An international team led by Chinese scientists has discovered a new type of carbon, the long-range ordered porous carbon (LOPC), the University of Science and Technology of China (USTC) in Hefei City, east China's Anhui Province, said on Thurday.
Carbon is one of the most common elements in nature. The atoms of carbon can bond together in multiple ways, resulting in various forms of carbon, such as graphite, diamond and amorphous carbon, which have been used in various fields.
New carbon materials including fullerene, carbon nanotube and graphene have been discovered successively and attracted people's attention.
To prepare such new carbon materials, researchers in the past either used extreme conditions such as high temperature and high pressure or microscopic processing technologies such as ultraviolet light and electron beam irradiation. It resulted in low yield and impure products and prevented people from exploring the properties and applications of such materials.

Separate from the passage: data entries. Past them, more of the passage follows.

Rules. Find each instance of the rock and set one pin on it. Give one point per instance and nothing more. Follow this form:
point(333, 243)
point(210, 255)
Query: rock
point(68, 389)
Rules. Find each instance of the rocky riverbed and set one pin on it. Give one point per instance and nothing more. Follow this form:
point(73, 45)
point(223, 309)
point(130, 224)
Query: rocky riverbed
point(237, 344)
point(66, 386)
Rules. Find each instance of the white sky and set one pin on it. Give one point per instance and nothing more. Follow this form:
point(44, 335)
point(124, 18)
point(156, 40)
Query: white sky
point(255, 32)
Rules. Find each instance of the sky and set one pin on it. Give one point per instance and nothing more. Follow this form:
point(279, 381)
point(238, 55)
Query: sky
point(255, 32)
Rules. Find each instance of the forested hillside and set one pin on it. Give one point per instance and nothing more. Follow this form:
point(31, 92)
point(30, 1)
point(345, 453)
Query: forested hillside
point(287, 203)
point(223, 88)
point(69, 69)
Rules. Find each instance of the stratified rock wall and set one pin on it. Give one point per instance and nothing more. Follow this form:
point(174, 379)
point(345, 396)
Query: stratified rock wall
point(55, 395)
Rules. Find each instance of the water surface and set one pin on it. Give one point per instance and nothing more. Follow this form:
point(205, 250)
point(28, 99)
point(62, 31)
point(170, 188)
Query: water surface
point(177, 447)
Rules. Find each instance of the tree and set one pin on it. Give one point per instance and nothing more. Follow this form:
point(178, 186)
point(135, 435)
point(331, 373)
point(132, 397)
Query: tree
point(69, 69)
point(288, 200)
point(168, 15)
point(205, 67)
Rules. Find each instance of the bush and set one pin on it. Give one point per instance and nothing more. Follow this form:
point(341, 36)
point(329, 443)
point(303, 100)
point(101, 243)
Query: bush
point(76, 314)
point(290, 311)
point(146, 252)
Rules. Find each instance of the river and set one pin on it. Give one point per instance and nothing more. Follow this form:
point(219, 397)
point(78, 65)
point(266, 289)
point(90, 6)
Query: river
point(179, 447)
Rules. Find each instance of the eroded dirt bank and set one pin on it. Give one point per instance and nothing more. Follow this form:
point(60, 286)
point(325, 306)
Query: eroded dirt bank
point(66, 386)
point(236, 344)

Zhu Yanwu, a researcher at the USTC, who led the team, heated C60 fullerene with lithium nitride to moderate temperatures and formed the polymerized C60 crystal forms and the LOPC.

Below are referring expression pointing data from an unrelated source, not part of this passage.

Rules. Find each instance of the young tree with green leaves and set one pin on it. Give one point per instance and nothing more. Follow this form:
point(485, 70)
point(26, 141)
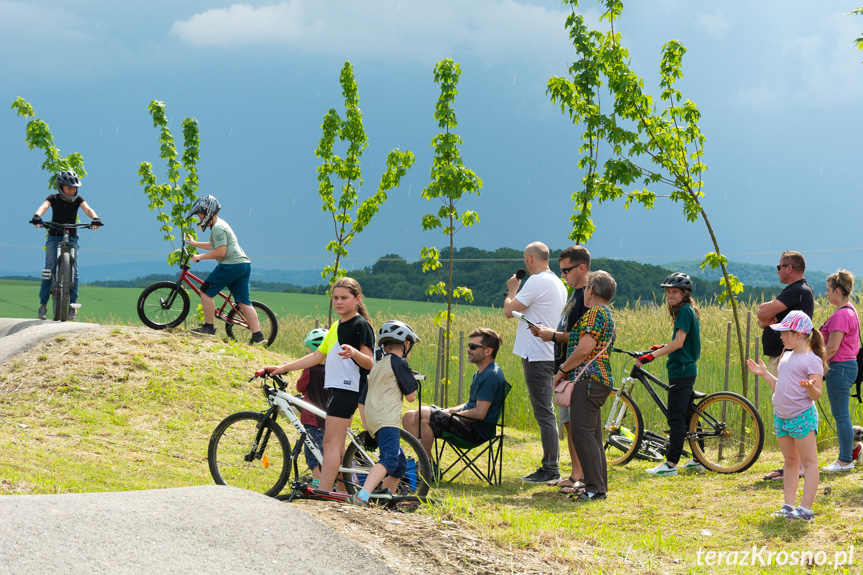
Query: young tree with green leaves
point(450, 180)
point(346, 223)
point(39, 136)
point(629, 141)
point(179, 197)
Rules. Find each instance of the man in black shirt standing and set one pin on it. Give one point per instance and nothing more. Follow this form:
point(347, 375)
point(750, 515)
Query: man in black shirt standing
point(575, 270)
point(64, 210)
point(797, 295)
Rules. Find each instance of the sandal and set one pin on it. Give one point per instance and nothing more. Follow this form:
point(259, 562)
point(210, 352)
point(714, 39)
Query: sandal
point(572, 489)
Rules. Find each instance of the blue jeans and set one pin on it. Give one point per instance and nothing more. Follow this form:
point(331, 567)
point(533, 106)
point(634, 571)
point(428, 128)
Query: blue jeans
point(839, 379)
point(50, 261)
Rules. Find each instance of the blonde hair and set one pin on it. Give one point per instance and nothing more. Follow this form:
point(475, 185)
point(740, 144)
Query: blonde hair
point(353, 286)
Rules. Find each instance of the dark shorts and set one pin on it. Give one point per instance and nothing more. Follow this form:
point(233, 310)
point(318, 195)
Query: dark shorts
point(317, 435)
point(392, 456)
point(343, 403)
point(235, 277)
point(441, 421)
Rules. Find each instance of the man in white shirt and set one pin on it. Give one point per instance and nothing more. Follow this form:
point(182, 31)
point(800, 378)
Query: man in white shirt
point(541, 300)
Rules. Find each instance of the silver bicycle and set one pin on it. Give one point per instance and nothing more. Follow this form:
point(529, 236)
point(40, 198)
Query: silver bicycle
point(252, 451)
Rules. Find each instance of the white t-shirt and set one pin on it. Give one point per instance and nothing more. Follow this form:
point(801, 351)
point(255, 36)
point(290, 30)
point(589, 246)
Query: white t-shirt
point(789, 399)
point(543, 296)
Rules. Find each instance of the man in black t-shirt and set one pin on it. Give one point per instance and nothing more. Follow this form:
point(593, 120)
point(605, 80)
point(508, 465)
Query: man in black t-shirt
point(575, 270)
point(64, 210)
point(797, 295)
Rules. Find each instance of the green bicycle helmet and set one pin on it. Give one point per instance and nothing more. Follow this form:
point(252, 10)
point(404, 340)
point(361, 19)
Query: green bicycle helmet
point(315, 338)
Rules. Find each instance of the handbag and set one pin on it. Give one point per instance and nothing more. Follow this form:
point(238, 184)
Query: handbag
point(563, 389)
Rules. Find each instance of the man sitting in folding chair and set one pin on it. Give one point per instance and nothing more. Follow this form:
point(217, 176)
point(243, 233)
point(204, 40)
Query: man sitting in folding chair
point(473, 423)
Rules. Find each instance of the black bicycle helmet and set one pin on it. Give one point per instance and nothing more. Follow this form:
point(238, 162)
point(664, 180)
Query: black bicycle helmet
point(678, 280)
point(68, 178)
point(207, 205)
point(395, 330)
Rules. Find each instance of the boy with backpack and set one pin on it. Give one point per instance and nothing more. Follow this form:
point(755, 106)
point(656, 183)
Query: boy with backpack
point(391, 379)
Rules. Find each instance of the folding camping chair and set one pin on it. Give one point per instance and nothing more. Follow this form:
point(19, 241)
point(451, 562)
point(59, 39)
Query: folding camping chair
point(468, 455)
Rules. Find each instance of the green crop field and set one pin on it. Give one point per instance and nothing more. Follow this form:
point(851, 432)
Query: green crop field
point(637, 329)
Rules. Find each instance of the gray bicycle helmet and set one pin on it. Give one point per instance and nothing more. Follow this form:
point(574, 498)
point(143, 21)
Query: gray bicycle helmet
point(678, 280)
point(68, 178)
point(207, 205)
point(315, 338)
point(395, 330)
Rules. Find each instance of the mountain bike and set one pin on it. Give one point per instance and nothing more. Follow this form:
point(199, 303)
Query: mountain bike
point(166, 304)
point(723, 429)
point(251, 450)
point(63, 275)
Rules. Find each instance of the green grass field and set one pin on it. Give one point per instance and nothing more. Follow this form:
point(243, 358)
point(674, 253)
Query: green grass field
point(637, 329)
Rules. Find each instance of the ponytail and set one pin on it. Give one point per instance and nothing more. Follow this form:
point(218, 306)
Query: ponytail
point(816, 346)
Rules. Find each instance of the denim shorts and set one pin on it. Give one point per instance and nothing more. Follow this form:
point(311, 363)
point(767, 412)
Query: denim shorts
point(235, 277)
point(798, 426)
point(316, 434)
point(392, 456)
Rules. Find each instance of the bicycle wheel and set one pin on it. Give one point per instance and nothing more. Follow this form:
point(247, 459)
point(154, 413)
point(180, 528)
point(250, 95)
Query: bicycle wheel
point(622, 433)
point(241, 455)
point(237, 329)
point(163, 305)
point(61, 287)
point(415, 482)
point(725, 433)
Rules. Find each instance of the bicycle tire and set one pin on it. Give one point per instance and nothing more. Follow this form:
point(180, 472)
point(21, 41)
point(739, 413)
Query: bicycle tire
point(725, 432)
point(413, 449)
point(622, 439)
point(230, 450)
point(151, 305)
point(240, 331)
point(61, 287)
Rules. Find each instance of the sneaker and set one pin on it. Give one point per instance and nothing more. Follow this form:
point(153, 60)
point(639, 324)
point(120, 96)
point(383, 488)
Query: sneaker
point(693, 465)
point(541, 476)
point(786, 511)
point(204, 330)
point(585, 496)
point(836, 466)
point(803, 514)
point(663, 469)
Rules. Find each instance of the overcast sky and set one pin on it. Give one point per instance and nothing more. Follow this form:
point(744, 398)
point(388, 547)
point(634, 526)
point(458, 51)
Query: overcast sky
point(779, 84)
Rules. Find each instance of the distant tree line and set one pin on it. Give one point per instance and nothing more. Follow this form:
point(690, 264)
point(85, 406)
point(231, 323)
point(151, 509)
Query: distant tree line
point(486, 272)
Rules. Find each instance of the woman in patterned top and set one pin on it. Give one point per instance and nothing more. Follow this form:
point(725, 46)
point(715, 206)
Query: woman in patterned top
point(590, 344)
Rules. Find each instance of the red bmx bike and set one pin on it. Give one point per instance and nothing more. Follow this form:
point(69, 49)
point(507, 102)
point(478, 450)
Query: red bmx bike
point(166, 304)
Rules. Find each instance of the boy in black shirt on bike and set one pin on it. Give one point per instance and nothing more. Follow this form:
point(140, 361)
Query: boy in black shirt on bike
point(64, 210)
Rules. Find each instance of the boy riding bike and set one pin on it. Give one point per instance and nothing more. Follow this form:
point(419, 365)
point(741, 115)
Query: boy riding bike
point(380, 405)
point(64, 210)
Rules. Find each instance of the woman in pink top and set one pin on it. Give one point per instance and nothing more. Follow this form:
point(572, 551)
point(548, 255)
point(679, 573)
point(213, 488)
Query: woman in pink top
point(842, 336)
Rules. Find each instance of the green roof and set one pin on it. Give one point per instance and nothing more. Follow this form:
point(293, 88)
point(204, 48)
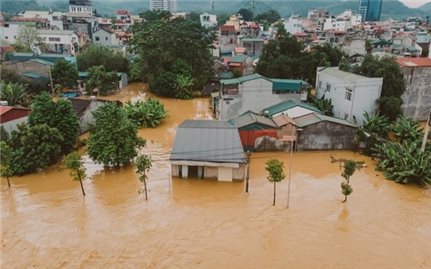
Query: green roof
point(314, 118)
point(238, 58)
point(288, 104)
point(241, 79)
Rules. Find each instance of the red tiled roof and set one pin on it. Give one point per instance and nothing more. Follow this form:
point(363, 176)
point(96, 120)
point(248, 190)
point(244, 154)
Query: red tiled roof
point(122, 12)
point(412, 62)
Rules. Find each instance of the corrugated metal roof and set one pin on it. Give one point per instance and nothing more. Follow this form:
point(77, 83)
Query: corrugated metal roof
point(314, 118)
point(250, 118)
point(208, 141)
point(334, 71)
point(288, 104)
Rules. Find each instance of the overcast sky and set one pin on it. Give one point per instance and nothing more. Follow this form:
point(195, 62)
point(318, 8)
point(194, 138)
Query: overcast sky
point(414, 3)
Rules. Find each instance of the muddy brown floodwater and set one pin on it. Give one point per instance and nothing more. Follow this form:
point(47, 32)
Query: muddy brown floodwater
point(46, 223)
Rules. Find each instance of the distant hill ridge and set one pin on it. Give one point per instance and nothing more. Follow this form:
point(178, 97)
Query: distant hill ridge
point(391, 9)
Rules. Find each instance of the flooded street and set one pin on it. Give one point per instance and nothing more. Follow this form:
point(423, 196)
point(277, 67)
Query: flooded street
point(46, 223)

Further study showed that the LOPC is a "metastable structure produced during the transformation from fullerene-type to graphene-type carbons."
The LOPC – microscopically porous but completely retains the macroscopic periodicity of crystals – may have potential applications in energy storage, ion screening, load catalysis and other fields in the future, Zhu said.
"The charge injection technology used in this study is expected to be a new way to regulate crystal structure with atomic-level precision," Zhu added.
The study was published in the journal Nature on Wednesday.
The reviewers said the results are compelling and is of great importance to the fields of crystallography and materials science, according to a report issued in the Chinese newspaper Guangming Daily.